# Felix-is-not-Klein conjecture

**Biradical numbers** are those numbers that are obtained recursively from *1* by addition *x+y* , multiplication *x.y* , negativation* -x* , reciprocation *1/x *for *x* not *0* and biradication *sr(x)* of nonnegative numbers, meaning square root (contrary to the Bavarian notation of the included publications here conventional notation is used for functions).

**Felix-numbers** are the biradical numbers inside the interval from *-1* to *1* (without the limits).

**Klein-numbers** are constructed on the basis of the Euclidean Klein-model of Lobachevsky geometry. Klein-numbers are biradical numbers that are obtained recursively:

starting from *sr(2sr(2)-2) *by successive application of

annition *(x+y)/(1+x.y)*

menition *-x*

evition * x.y/(y+z)* where *(x.x+y.y)<1* and not *y+z=0*

riation *sr(x.x+y.y-x.x.y.y*)

clarition *sr((x.x-y.y)/(1-y.y)*) where not* x.x<y.y *

jacition *(1-sr((1-y.y.(1-x.x))/(1-z.z)))/x* where not *x=0* , else equal *0*

Klein-numbers lie inside the interval from *-1* to *1* (without the limits) by construction.

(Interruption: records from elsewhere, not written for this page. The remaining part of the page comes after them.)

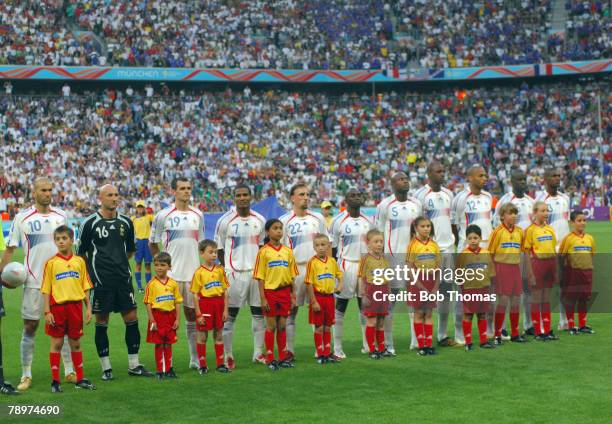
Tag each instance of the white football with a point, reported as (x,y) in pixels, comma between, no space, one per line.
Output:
(14,274)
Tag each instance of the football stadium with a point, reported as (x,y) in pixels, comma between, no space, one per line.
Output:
(299,211)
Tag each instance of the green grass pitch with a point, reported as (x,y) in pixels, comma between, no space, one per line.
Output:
(567,381)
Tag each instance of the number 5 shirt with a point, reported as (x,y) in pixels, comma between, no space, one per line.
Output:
(34,231)
(394,218)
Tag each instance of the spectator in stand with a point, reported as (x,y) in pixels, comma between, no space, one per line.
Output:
(271,139)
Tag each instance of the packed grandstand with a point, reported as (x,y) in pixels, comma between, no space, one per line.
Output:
(296,34)
(141,136)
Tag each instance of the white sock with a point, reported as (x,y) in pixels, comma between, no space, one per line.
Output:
(338,332)
(562,317)
(459,337)
(67,357)
(442,324)
(490,324)
(27,354)
(133,360)
(105,363)
(191,340)
(362,323)
(413,341)
(228,336)
(526,301)
(290,328)
(389,331)
(258,326)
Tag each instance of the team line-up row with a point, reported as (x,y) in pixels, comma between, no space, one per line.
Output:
(291,266)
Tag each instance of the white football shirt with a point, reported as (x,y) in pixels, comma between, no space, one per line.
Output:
(179,233)
(240,238)
(34,231)
(471,209)
(299,232)
(437,207)
(349,236)
(394,218)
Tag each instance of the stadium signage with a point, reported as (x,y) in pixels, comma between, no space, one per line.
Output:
(93,73)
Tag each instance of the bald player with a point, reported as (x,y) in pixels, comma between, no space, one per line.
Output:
(558,217)
(349,229)
(436,201)
(33,229)
(300,226)
(524,204)
(107,242)
(472,206)
(394,215)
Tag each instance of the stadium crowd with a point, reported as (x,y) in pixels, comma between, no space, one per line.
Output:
(295,34)
(270,139)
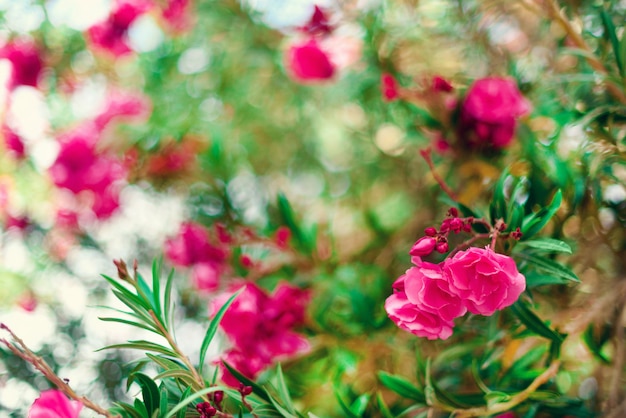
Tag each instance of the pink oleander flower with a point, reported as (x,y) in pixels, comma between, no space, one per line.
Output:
(111,35)
(25,62)
(308,62)
(260,327)
(411,318)
(423,246)
(489,112)
(485,280)
(193,246)
(54,404)
(427,288)
(13,143)
(319,23)
(389,87)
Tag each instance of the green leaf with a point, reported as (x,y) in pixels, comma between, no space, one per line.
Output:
(149,391)
(382,407)
(547,244)
(127,322)
(346,410)
(142,345)
(283,392)
(256,389)
(535,222)
(156,289)
(534,323)
(360,404)
(167,297)
(208,337)
(609,30)
(401,386)
(164,403)
(548,266)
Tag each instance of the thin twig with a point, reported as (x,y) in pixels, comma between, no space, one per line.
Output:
(554,11)
(22,351)
(426,155)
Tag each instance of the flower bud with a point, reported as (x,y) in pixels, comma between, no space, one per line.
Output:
(423,246)
(431,232)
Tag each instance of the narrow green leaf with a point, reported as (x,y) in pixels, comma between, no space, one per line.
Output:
(142,345)
(127,322)
(535,222)
(609,29)
(534,323)
(283,392)
(401,386)
(547,244)
(167,297)
(548,266)
(382,407)
(149,392)
(156,288)
(213,326)
(360,404)
(256,389)
(346,410)
(164,403)
(185,395)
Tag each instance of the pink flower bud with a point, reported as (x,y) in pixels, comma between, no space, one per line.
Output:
(442,247)
(423,246)
(430,231)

Klein-numbers are Felix-numbers.

**Conjecture: not all Felix-numbers are Klein-numbers**

It looks quite obvious, however, a proof is needed. It is sufficient to show that* 1/2* is not a Klein-number. If you have a proof, please contact the author !

With two Felix-numbers as coordinates one gets the points of the Felix-circle

With two Klein-numbers as coordinates one gets the points of the Klein-circle.